The Bracket Boys emerged one March in my sophomore year of high school, wearing the same sweaty jerseys for days on end and trading wrinkled dollar bills under the lab tables in chemistry class. Or maybe they had always been there, furiously scribbling on those all-important flowcharts, and I had simply never noticed them before. After all, I had only just realized that March Madness was not, in fact, an insanity-inducing disease brought on by a seasonal resurgence in bacteria.
That month, papers torn by too much pencil erasure circulated through the classrooms. Teachers either didn’t notice or didn’t mind, possibly because from a distance the brackets looked similar enough to the periodic table.
As for me, I had never watched a basketball game in my life, and the chart on my desk really was for chemistry class. I was only a spectator of spectators, orbiting this strange cultural phenomenon like the outermost ring of electrons around a nucleus.
This year, I was assigned to enter that nucleus, to cheer on Harvard’s team and observe fans in a New York City sports bar. I imagined them as the grown-up versions of the Bracket Boys: same torn papers in hand, just more facial hair and the legal drinking age. I decided to watch the game at a bar in the East Village known for its New England clientele—“Professor Thom’s.”
The bar itself is flanked by at least five large screens, all showing the Harvard-Cincinnati game. A group of about 20 men sit around it, and if I squint, they do sort of look like the Bracket Boys. Something dramatic happens on screen, they cheer uproariously, and I inwardly congratulate myself on finding the perfect spot.

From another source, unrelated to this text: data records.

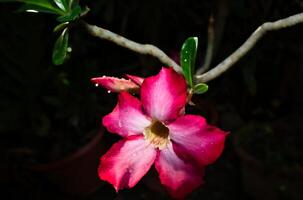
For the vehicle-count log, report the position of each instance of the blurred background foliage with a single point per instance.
(44, 107)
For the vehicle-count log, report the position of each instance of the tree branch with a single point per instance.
(147, 49)
(248, 45)
(211, 74)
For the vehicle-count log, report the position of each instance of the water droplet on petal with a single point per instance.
(33, 11)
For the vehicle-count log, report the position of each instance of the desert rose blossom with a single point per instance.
(156, 131)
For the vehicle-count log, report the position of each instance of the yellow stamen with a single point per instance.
(157, 134)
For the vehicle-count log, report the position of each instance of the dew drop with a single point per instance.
(33, 11)
(69, 49)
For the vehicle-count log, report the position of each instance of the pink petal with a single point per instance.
(179, 177)
(127, 162)
(197, 139)
(116, 84)
(164, 95)
(136, 79)
(127, 117)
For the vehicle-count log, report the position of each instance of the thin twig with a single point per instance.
(248, 44)
(134, 46)
(210, 47)
(213, 73)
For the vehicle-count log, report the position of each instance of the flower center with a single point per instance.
(157, 134)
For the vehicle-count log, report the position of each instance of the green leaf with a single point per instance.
(61, 48)
(34, 8)
(61, 26)
(72, 15)
(188, 58)
(62, 4)
(46, 4)
(200, 88)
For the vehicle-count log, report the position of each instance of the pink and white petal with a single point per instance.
(116, 84)
(164, 95)
(136, 79)
(127, 162)
(197, 140)
(127, 118)
(179, 177)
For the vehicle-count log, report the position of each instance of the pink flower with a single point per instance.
(156, 131)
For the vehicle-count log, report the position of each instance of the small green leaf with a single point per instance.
(72, 15)
(61, 26)
(200, 88)
(43, 4)
(61, 48)
(61, 4)
(188, 58)
(34, 8)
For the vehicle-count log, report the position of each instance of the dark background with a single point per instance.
(47, 112)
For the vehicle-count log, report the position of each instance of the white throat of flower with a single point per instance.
(157, 134)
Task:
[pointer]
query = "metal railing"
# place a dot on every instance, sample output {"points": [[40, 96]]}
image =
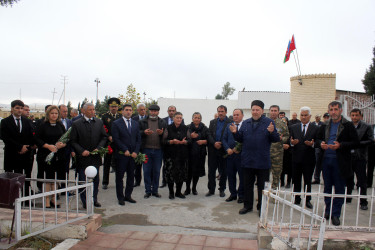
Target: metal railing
{"points": [[35, 205], [289, 221]]}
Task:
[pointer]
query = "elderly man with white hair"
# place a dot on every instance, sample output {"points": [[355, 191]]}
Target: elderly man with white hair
{"points": [[302, 139]]}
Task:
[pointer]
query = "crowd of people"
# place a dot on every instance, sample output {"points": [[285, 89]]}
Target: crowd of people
{"points": [[240, 153]]}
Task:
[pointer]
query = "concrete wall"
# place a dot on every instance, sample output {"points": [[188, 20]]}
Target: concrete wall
{"points": [[207, 107], [268, 97], [315, 91]]}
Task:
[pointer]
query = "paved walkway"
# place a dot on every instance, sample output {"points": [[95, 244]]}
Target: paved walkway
{"points": [[155, 241]]}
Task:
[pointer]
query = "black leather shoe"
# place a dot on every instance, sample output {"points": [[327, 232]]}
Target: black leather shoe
{"points": [[163, 185], [129, 199], [157, 195], [181, 196], [209, 194], [245, 210], [363, 207], [231, 198], [335, 221], [309, 205]]}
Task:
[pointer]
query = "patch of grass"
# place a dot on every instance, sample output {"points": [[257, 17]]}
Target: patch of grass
{"points": [[36, 243]]}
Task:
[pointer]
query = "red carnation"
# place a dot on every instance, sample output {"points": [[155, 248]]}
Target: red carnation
{"points": [[110, 150]]}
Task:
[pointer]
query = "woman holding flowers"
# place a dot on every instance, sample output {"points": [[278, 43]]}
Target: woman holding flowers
{"points": [[176, 138], [197, 152], [47, 135]]}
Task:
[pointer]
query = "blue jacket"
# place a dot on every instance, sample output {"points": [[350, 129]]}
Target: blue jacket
{"points": [[256, 143], [123, 140], [228, 139]]}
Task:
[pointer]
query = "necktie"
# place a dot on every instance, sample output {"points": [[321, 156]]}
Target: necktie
{"points": [[18, 125], [304, 130], [129, 128]]}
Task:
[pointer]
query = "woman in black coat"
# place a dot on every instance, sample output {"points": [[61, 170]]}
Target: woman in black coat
{"points": [[46, 136], [176, 140], [197, 152]]}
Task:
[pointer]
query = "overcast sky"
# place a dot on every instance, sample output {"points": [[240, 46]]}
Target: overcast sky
{"points": [[189, 49]]}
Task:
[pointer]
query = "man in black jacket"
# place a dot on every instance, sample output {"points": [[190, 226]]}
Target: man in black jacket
{"points": [[17, 134], [88, 135], [152, 129], [216, 151], [302, 138], [337, 137], [359, 155]]}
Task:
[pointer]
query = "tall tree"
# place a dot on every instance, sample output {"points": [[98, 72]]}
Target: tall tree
{"points": [[227, 90], [369, 79], [7, 3], [132, 96]]}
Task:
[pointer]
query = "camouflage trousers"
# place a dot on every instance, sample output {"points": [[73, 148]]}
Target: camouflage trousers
{"points": [[276, 169]]}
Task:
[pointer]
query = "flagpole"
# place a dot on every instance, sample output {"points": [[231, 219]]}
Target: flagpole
{"points": [[296, 64], [299, 66]]}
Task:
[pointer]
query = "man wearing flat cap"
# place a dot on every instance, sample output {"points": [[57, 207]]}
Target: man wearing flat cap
{"points": [[108, 118], [152, 129], [256, 135]]}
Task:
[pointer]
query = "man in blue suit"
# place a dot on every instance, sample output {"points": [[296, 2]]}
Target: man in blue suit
{"points": [[256, 135], [127, 138], [234, 159], [68, 149]]}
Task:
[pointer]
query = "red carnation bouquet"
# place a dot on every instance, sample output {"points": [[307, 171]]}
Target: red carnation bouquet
{"points": [[140, 159], [102, 151]]}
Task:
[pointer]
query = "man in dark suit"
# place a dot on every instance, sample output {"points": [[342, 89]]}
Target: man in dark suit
{"points": [[337, 137], [61, 174], [359, 156], [169, 120], [108, 118], [17, 134], [216, 151], [126, 136], [141, 109], [302, 138], [234, 160], [88, 135]]}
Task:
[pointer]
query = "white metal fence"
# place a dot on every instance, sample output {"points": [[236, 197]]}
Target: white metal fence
{"points": [[300, 227], [35, 206]]}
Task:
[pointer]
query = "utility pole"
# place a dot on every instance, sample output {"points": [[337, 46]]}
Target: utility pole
{"points": [[53, 95], [65, 78], [97, 88]]}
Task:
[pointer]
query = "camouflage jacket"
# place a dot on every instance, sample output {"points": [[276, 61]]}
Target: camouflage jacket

I realize that I don’t know where to sit. I have the sense that all of the grown-up Bracket Boys know each other, and that taking a seat at the counter would be intrusive. The booths, though, seem a bit removed from the action. I settle for walking into the middle of bar and waiting awkwardly for something to happen.
The manager approaches me, and I think that he’s going to solve my problem by telling me where to sit. He has an unshaven, jowly chin that bobs a few inches above the collar of his plain white t-shirt.
“ID please?”
“Oh, I’m not planning to drink—“
“Doesn’t matter. Can’t be in the bar if you’re under 21. It’s a liability.”
My stomach sinks, but then I realize that I will be fine. I’m a journalist! Journalists always manage to go places they’re officially barred from. Warzones and the like. As soon as he sees that I’m on a mission for the noble cause of the written word…
“But I go to Harvard,” I start, and as soon as the words leave my mouth I realize how awful they sound. I know before the next two minutes of begging ensues that I will fail. The man’s chin shakes in the opposite direction of his head as he points toward the door while I claim desperately that “I just want to write.”
I walk outside, outraged that I have just been told I am not old enough to do something. Then, I do what any independent adult would: break down, and call my dad to ask for advice. He recommends a bar on 7th Street.
I enter “Standings,” where college pennants dangle in clusters from the ceiling like colorful grape vines. In a space no larger than twenty square feet, it seems that these Bracket Boys have brought their girlfriends, their girlfriends’ girlfriends, and even that weird guy from work. The Harvard game is on, but muted and ignored, and the shouting seems more enthusiastic during commercials. It’s so crowded that I can barely push half of my body through the door before being pushed out by the sheer force of sweaty bodies. I am spared, at least, a request for an ID.
I trudge back down 2nd Ave., ready to enter any bar out of sheer desperation, Harvard fans or not. I see one flanked by two large men with walkie-talkies and bulky arms pressed against their chests. Smoke spills out from behind two roped off doors. I don’t even have to ask—I’m a liability.
Two doors down, I spot a bar called “The Travelling Scholar.” It sounds Harvard-esque, and perhaps my nobility-of-journalism speech will go down better here. It doesn’t, but the barman takes pity on me. He points me toward Ryan’s Irish Pub, next door, where they serve lunch and allow minors, though it soon proves to lack the atmosphere I’m looking for. The gold-countered bar is flanked by only four customers: a beanie-wearing hipster smoking a cigarette, a man with one earring who’s trying to pick up the barmaid, and a couple bent over an iPhone game of Flappy Bird. No one watches the game on the larger screen.
I sit down anyway, and try to enjoy the game alone. I realize, as I watch the tall figures on screen circle around each other, that I have absolutely no idea what’s happening. I can’t even read the score, having left my glasses at home.
The bartender, a short, pretty blond woman who looks vaguely like Amanda Seyfried, asks me what I’d like to drink. I order a Virgin Mary, which I think sounds mature, if not alcoholic.
They’re out of the mix. She asks me if a Shirley Temple would be all right. Because there’s nothing else to be done, I accept.
I try to compensate by taking out my notebook and writing at the bar. Just when I am beginning to feel appealingly like Hemingway, I see that the beanie-wearing hipster has also opened his Moleskine. Would I like a refill of that Shirley Temple? Absolutely. With nothing else to lose, I eat the candied cherry.